Langsung saja, siswa bertubuh gempal dan siswa laki laki lain menghampiri Evan, siswa bertubuh gempal langsung mendorong Evan.
“Lo macem macem ama si Dina ya,” ujar siswa itu.
“Kan kamu yang melempar tas ku, Ferdi,” teriak Evan.
“Hajar dia, mampusin aja sekalian,” teriak Ferdi.
“Buaak,” Ferdi yang pertama melayangkan pukulan ke perut Evan, “ohok,” mata Evan sampai membulat seakan akan mau keluar dan air keluar dari mulutnya, Evan menunduk memegang perutnya, tapi “duaak,” seseorang menendang punggungnya dari belakang, Evan tersungkur ke depan dan langsung Ferdi menghantam perut Evan sekali lagi.
“Blugh,” Evan terjatuh, siswa laki laki di belakangnya langsung menendangi dan menginjak dirinya sampai dirinya meringkuk tidak berdaya,
“Woi udah,” teriak seorang siswi.
Semuanya langsung menoleh, mereka melihat seorang siswi yang nampak sangat berani berdiri di depan pintu, Evan melirik siswi itu, dia mengenal siswi itu karena hanya siswi itu satu satunya yang mengajak dirinya berbicara dan menegurnya.
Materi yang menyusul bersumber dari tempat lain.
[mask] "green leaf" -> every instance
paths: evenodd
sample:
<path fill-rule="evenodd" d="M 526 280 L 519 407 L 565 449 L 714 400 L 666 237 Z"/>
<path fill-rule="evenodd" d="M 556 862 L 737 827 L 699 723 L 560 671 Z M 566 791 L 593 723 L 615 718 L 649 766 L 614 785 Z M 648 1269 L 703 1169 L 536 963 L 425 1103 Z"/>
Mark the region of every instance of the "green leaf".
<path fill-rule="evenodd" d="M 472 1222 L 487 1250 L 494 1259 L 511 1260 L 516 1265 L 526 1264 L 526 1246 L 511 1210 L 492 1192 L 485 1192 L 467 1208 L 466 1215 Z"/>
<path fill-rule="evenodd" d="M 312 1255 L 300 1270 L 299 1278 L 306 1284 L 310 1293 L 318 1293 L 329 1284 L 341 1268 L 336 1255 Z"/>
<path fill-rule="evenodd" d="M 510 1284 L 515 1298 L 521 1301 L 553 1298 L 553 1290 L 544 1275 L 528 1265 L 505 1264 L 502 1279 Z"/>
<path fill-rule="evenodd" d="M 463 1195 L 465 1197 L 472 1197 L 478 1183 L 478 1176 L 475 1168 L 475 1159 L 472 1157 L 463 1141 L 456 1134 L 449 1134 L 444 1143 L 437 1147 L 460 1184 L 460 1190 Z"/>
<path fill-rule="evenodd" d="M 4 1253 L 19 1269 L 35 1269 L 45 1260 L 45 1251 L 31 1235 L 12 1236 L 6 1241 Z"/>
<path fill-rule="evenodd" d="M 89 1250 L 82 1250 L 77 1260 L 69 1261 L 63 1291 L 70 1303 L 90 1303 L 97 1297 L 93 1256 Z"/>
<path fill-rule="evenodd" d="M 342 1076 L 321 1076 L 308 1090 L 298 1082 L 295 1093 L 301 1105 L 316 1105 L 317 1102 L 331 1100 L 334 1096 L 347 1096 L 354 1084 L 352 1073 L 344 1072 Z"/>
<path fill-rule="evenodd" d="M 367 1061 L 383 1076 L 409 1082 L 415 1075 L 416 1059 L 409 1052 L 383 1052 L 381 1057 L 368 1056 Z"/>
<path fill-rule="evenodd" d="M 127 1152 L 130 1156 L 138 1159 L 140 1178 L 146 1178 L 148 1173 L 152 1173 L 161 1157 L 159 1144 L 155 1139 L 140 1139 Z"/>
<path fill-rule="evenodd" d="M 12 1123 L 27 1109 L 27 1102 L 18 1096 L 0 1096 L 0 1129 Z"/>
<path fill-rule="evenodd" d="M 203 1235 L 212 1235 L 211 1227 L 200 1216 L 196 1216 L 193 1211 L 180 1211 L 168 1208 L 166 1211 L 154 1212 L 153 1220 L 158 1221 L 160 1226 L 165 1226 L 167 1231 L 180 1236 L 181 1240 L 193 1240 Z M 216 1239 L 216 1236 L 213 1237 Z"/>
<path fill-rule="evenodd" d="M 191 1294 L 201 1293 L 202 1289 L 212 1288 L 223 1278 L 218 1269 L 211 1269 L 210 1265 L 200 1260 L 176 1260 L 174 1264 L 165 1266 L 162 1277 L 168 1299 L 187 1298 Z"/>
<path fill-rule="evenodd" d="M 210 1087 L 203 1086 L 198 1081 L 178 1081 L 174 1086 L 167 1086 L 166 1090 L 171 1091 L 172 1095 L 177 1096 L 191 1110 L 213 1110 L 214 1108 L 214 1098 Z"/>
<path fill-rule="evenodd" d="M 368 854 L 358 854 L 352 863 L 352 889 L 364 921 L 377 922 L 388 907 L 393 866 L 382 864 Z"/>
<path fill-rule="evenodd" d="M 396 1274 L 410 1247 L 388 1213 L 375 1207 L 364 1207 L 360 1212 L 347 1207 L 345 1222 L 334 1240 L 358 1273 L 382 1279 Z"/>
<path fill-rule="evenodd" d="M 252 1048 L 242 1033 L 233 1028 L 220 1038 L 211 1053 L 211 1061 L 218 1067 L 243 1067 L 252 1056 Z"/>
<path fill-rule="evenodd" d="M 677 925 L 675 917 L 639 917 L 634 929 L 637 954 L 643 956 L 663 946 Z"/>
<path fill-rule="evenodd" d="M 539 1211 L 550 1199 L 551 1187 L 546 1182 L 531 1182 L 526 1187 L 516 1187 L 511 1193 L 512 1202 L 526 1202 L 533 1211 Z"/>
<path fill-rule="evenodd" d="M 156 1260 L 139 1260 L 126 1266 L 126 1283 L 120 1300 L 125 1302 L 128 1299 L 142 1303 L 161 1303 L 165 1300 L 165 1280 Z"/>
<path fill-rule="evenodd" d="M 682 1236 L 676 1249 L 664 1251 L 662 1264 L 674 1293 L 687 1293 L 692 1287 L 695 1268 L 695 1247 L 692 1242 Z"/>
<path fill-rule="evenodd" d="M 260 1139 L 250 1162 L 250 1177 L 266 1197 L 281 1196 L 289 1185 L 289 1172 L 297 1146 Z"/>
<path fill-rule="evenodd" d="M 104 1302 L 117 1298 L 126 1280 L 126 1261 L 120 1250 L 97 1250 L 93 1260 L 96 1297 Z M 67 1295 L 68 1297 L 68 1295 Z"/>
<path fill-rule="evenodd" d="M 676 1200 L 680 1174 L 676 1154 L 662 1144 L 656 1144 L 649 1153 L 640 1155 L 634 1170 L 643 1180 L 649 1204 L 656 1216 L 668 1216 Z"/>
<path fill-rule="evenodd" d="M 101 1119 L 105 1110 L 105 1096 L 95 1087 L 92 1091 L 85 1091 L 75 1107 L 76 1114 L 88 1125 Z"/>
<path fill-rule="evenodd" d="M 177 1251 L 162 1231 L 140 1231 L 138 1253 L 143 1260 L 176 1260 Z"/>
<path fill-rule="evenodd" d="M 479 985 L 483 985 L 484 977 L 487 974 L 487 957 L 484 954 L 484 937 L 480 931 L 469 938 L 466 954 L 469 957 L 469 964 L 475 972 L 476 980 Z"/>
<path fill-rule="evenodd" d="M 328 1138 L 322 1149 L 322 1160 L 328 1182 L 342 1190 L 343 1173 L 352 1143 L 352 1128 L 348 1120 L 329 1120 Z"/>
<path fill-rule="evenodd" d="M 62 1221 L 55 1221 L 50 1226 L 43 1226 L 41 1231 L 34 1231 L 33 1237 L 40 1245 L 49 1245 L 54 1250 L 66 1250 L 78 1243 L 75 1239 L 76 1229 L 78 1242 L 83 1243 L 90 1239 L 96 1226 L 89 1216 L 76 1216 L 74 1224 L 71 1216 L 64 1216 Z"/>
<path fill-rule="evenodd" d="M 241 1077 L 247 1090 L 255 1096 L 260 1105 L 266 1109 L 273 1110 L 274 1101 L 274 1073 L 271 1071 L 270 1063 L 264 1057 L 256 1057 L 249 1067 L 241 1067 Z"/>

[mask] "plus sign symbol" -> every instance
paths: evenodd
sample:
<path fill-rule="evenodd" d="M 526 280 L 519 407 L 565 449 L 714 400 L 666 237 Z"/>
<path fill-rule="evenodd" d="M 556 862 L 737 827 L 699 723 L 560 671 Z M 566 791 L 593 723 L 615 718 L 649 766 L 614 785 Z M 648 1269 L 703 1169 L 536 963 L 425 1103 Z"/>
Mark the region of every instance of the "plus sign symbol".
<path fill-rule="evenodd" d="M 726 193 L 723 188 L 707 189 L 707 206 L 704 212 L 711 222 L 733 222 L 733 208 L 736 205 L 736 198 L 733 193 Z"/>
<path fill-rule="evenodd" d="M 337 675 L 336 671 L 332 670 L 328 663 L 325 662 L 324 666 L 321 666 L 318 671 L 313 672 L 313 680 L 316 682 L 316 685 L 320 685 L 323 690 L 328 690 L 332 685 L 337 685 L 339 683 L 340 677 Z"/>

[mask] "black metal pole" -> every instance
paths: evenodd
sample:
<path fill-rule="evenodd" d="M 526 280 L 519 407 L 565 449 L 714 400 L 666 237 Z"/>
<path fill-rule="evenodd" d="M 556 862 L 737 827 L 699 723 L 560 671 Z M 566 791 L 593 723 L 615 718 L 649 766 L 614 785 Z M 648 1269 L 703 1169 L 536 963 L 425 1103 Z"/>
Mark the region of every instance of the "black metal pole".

Ferdi berbalik menghampiri sang siswi dan langsung menjambak rambutnya,
“Lepas ga...lepas,” teriak sang siswi satu satu nya teman Evan sambil memukuli Ferdi.
“Haha ga mempan, lo juga sama aja,” teriak Ferdi.
“Lepasin dia,”
Evan mengerahkan kekuatannya dan langsung menabrak Ferdi dari belakang sampai Ferdi kesakitan dan tangannya menyambar kursi, “duaaak,” kursi melayang menghantam kepala Evan sampai Evan diam tidak bergerak lagi dalam posisi terlungkup di lantai, sang siswi langsung jongkok dan menolong Evan. Kemudian dia menoleh melihat Ferdi,
“Gila lo ya, dia jadi luka parah gara gara lo,” teriak sang siswi.
“Enak aja lo, bukan salah gue, dah lah, udah ga seru,” ujar Ferdi yang berbalik kemudian pergi begitu saja seakan akan tidak ada apa apa.
Sang siswi menatap teman sekelasnya, tidak ada satu pun yang menolong Evan, semuanya terlihat pura pura tidak tahu dan tidak melihat apa yang terjadi, termasuk Dina yang kepalanya terkena buku.